Sebelum itu Mama Susi terlebih dulu memeluk Dewi, membisikkan petuah-petuah singkat yang masih bisa ku dengar.

Aku sangat terharu, hormon haid ini semakin membuatku cengeng.

Aku dan Mama Susi menuntun Dewi untuk menemui Alan, suaminya. Di bawah sana aku bisa melihat Alan yang tersenyum haru saat Melihat Dewi turun dari tangga.

Akad nikah Dewi dilangsungkan di rumahnya, bersambung dengan acara resepsi di gedung malam nanti.

Aku adalah saksi hidup dari perjalanan cinta mereka berdua, bagaimana pertemuan mereka, perjuangan mereka dalam meminta restu dari para orang tua, sampai beberapa ujian lain hingga mereka akhirnya memutuskan untuk menikah, aku tau semua.

Tidak mudah meyakinkan Dewi untuk menikah, kegagalan rumah tangga orang tuanya lah alasan yang membuatnya antipati dengan yang namanya ‘pernikahan’

Aku berjalan mundur perlahan saat sudah mengantarkan sahabat terbaikku bertemu dengan pasangan hidupnya, air mataku menetes.

Melihat Dewi tersenyum bahagia turut membuatku juga bahagia, Dewi sudah banyak menangis, inilah saatnya ia bahagia, aku meyakini itu.

Tiba-tiba terbesit perkataan Dewi saat aku menginap semalam.

‘Aku bertemu dengan Mas Alan di waktu yang tepat, kamupun akan menemukan belahan jiwamu pada waktu yang tepat, right person in the right time’

Kami sudah saling berjanji akan menemani di saat-saat terakhir menyandang status lajang jika salah satu dari kami menikah, dan aku yang kebagian menunaikan janji itu terlebih dulu.

Umurku sudah 27, tapi aku masih sendiri.

Jangan tanyakan perasaanku berada di acara seperti ini, sebuah pertanyaan keramat pasti akan di tanyakan padaku.

“Hai Aya, kamu kapan nyusul Dewi? Gak nyangka ya Dewi yang akan menikah lebih dulu dari kamu” nah kan, baru saja aku membahasnya, pertanyaan keramat menyebalkan itu sudah menyapaku.

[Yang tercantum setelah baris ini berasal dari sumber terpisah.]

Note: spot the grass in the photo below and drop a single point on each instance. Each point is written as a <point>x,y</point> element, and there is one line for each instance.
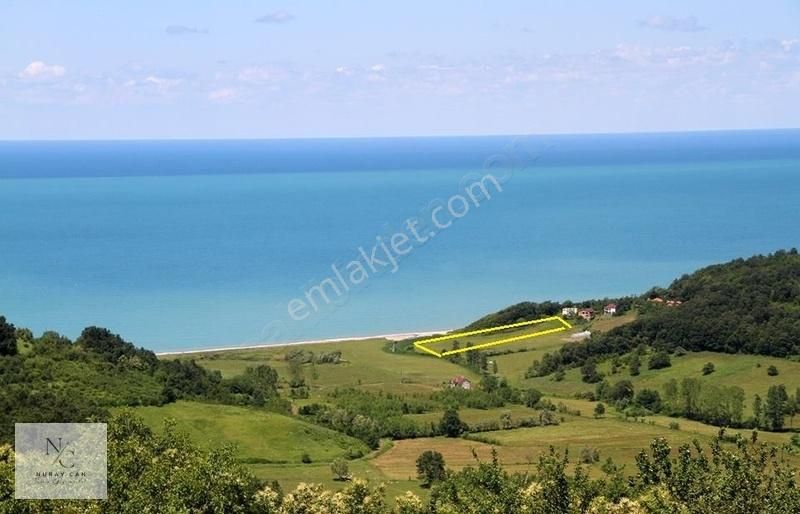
<point>365,364</point>
<point>273,438</point>
<point>259,435</point>
<point>746,371</point>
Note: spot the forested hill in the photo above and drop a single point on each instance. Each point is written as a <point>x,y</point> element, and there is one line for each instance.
<point>746,305</point>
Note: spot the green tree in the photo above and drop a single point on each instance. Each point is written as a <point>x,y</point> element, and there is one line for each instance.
<point>8,338</point>
<point>451,425</point>
<point>635,364</point>
<point>758,411</point>
<point>589,372</point>
<point>531,397</point>
<point>659,360</point>
<point>340,469</point>
<point>775,407</point>
<point>430,467</point>
<point>648,399</point>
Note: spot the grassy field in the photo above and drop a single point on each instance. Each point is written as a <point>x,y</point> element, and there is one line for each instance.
<point>365,364</point>
<point>275,443</point>
<point>259,435</point>
<point>746,371</point>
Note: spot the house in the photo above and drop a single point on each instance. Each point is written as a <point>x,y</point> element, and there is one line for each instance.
<point>568,312</point>
<point>461,382</point>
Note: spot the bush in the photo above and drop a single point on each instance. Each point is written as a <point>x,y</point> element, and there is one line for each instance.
<point>599,410</point>
<point>659,360</point>
<point>589,455</point>
<point>340,469</point>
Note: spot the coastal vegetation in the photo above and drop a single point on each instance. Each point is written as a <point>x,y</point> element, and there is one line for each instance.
<point>654,411</point>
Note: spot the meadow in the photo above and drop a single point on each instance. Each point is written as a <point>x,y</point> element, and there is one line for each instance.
<point>272,444</point>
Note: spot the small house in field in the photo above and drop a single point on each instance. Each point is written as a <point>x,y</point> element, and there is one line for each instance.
<point>461,382</point>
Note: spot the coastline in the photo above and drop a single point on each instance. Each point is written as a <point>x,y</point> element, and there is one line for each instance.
<point>390,337</point>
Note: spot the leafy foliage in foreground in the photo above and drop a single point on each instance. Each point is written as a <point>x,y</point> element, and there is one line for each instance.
<point>166,473</point>
<point>56,380</point>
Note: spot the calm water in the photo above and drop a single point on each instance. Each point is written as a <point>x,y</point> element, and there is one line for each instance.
<point>200,244</point>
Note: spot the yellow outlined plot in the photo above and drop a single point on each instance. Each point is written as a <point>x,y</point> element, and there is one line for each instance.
<point>420,345</point>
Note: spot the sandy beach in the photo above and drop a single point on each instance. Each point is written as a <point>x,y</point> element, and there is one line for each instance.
<point>390,337</point>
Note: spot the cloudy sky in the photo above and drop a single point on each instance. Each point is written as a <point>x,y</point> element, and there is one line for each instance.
<point>202,69</point>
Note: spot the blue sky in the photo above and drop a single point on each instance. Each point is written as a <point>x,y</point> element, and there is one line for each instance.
<point>199,69</point>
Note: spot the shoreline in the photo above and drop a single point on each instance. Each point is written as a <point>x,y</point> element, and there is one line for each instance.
<point>390,337</point>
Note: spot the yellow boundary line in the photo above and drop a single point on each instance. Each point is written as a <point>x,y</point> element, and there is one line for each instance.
<point>420,345</point>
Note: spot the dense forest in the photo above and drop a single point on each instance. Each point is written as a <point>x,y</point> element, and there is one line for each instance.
<point>747,306</point>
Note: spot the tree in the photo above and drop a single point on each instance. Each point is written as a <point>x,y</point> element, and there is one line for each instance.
<point>531,397</point>
<point>648,399</point>
<point>451,425</point>
<point>758,411</point>
<point>589,372</point>
<point>340,469</point>
<point>599,410</point>
<point>659,360</point>
<point>635,364</point>
<point>775,408</point>
<point>8,338</point>
<point>430,467</point>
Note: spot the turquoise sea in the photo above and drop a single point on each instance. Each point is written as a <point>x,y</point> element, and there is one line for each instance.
<point>193,244</point>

“Minta do’anya ya tante” hanya itu yang bisa ku ucapkan pada tante Mira, Adik kandung Mama Susi, aku memang dekat sekali dengan Dewi hingga juga dekat dengan keluarga besarnya.

Tanpa basa-basi, setelah menampilkan senyum termanisku, aku segera berlalu, aku tidak mau mengamuk di acara bahagia sahabatku sendiri.

Perutku lapar, menemani Dewi dirias sampai menjadi asisten pribadinya dalam mengambilkan apa yang ia butuhkan membuatku mengabaikan perut yang sejak tadi berusaha menarikku ke meja prasmanan yang sudah di sediakan.

“Sendirian aja?” aku menoleh pada pria berbalut kemeja batik di sebelahku. Apa dia berbicara padaku? Aku celingukan bingung.

“Aku berbicara denganmu gadis abu-abu” katanya lagi, gadis abu-abu? Aku menunjuk mukaku untuk memastikan apa yang ia maksud. Dia tertawa.

“Kamu kan memakai kebaya berwarna abu-abu, astagaa” gemasnya, aku segera mengecek kebayaku, benar juga.

“Oh iya” aku melanjutkan gerakanku untuk mengambil ayam kecap yang sejak tadi melambai kepadaku.

“Kamu bersedia tidak temani aku makan” sekali lagi aku menoleh pada pria asing ini.

“Kenapa?”

“Kamu sudah punya teman makan?” tanyanya tanpa menjawab pertanyaanku, aku menggeleng, tidak ada teman yang ku kenal di sini, Dewi hanya kenal baik denganku, beda dengan Alan yang memiliki banyak Sahabat, bisa di bilang Genk.

“Nah, aku juga tidak punya teman untuk makan semua temanku sibuk dengan Mas Manten di sana” ucapnya sembari menunjuk ke arah Dewi dan Alan yang sedang menerima ucapan selamat dari segerombolan tamu, mungkin teman-teman pria ini.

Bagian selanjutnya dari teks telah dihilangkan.